Defending Ballmer?

June 9, 2010: 11:17 AM ET

Lots of reactions to my screed on Steve Ballmer, his tenure at Microsoft (MSFT) and his shocking lack of awareness about the world around him. Most agreed with my perspective. Not all. One fan of Steve's wrote thusly:

The idea that all these Windows users are just stupid is a huge blind spot for people living in Silicon Valley.  Look, people can complain about Microsoft and Steve. But the fact is for years people have been saying the PC and Windows are dead, and they've been wrong. The market has said for the past 10 years there is no growth upside for Microsoft, and boy have they grown revenue and profits. Off a huge base. So there is more to do, and Steve is honest about the challenges. In some circles, that might be called a good thing.

The real Daniel Lyons at Newsweek.com had a different take, namely that my willingness to bash Ballmer means that "the tech press" doesn't care about access to him anymore. Um, not me. Message to Steve:  I'd still like to interview you. How about, say, this summer in Aspen?

Defending Walt?

At least one friend of Walt Mossberg's didn't like my characterization of him in the same column as "old" because I called Mossberg a mean old man for picking on Facebook CEO Mark Zuckerberg over privacy issues.

You don't have to agree.

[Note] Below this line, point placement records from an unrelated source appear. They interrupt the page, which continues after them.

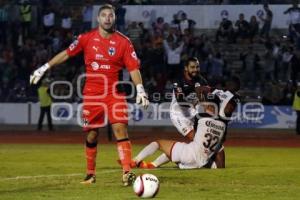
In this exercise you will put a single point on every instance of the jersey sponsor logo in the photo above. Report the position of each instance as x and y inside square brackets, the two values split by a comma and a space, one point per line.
[133, 55]
[104, 66]
[111, 51]
[73, 45]
[95, 66]
[95, 48]
[213, 125]
[99, 56]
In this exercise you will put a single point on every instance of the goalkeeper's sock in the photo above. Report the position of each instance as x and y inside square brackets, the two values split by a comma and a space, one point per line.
[147, 151]
[124, 150]
[160, 160]
[91, 153]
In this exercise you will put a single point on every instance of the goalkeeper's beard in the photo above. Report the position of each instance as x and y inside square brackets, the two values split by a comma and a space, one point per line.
[109, 30]
[192, 75]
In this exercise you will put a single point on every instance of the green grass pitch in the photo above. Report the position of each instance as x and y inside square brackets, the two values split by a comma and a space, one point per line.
[54, 172]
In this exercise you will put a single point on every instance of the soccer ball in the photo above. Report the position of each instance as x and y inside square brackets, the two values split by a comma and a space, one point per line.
[146, 186]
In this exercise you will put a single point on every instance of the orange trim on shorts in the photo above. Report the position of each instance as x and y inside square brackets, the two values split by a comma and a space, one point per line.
[172, 150]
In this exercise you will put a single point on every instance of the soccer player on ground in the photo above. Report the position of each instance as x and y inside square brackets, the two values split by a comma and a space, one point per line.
[227, 102]
[106, 51]
[197, 153]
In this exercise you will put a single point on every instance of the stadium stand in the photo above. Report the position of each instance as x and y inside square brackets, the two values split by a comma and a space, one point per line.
[20, 54]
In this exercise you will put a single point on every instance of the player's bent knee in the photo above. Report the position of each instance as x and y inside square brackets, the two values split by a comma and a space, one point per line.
[92, 136]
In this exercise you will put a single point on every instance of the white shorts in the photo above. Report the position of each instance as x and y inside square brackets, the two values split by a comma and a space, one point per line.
[186, 155]
[182, 119]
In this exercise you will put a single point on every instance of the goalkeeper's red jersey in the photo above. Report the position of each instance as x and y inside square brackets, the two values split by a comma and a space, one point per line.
[104, 59]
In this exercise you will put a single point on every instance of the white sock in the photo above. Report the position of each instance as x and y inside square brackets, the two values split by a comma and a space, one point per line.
[147, 151]
[160, 160]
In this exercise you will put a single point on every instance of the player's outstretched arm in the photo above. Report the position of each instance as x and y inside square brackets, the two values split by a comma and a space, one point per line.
[141, 96]
[56, 60]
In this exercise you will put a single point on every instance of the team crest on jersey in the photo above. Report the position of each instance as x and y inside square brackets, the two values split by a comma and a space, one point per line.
[95, 66]
[133, 54]
[111, 51]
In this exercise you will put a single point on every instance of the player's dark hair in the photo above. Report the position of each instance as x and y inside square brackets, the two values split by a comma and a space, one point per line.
[190, 59]
[235, 83]
[106, 6]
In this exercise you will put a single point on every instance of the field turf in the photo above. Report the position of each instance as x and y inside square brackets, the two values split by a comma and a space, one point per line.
[51, 171]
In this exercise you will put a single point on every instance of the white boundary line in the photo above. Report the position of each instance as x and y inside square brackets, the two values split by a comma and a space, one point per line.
[55, 175]
[100, 171]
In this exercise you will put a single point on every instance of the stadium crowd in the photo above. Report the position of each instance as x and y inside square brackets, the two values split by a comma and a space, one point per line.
[31, 33]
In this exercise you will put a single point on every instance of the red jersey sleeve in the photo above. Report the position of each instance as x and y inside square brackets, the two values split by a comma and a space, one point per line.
[130, 58]
[76, 47]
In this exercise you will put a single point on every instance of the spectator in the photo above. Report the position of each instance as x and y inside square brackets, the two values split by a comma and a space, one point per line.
[3, 23]
[173, 53]
[225, 30]
[134, 32]
[250, 67]
[267, 22]
[87, 15]
[269, 63]
[25, 13]
[158, 26]
[288, 93]
[175, 22]
[242, 27]
[272, 94]
[120, 21]
[186, 23]
[66, 22]
[48, 21]
[296, 106]
[253, 28]
[145, 35]
[217, 66]
[294, 19]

But the young-old thing was really silly, sort of like Mr. Wilson and Dennis the Menace. Zuckerberg should have been able to answer these questions and he is not made of paper mache. A ton of young people are concerned about privacy and being relevant on tech has no age limit. It's lazy reporting to say so.

Maybe so. I'm just saying that this 43-year-old's take watching the 63-year-old Mossberg browbeat the 26-year-old Zuckerberg (in a way he didn't treat the 55-year-old Steve Jobs) was that there was an obvious generation gap in their approach to privacy issues.

Defending journalists!

One more comment from AllthingsD. Richard Rosenblatt of Demand Media calls the writers who contribute to his websites "content creators" or "freelancers" but not journalists. (Don't know about Demand? Read this.) I challenged him on that. Someone who writes on a subject and gets paid for it is a journalist, whether or not they're full-time employees. It's time we stop with the tedious debate about journalists, bloggers, content creators and so on. Where one writes isn't the issue. If someone is writing for a publication, online or offline, whose intention is to inform or entertain, they are a journalist.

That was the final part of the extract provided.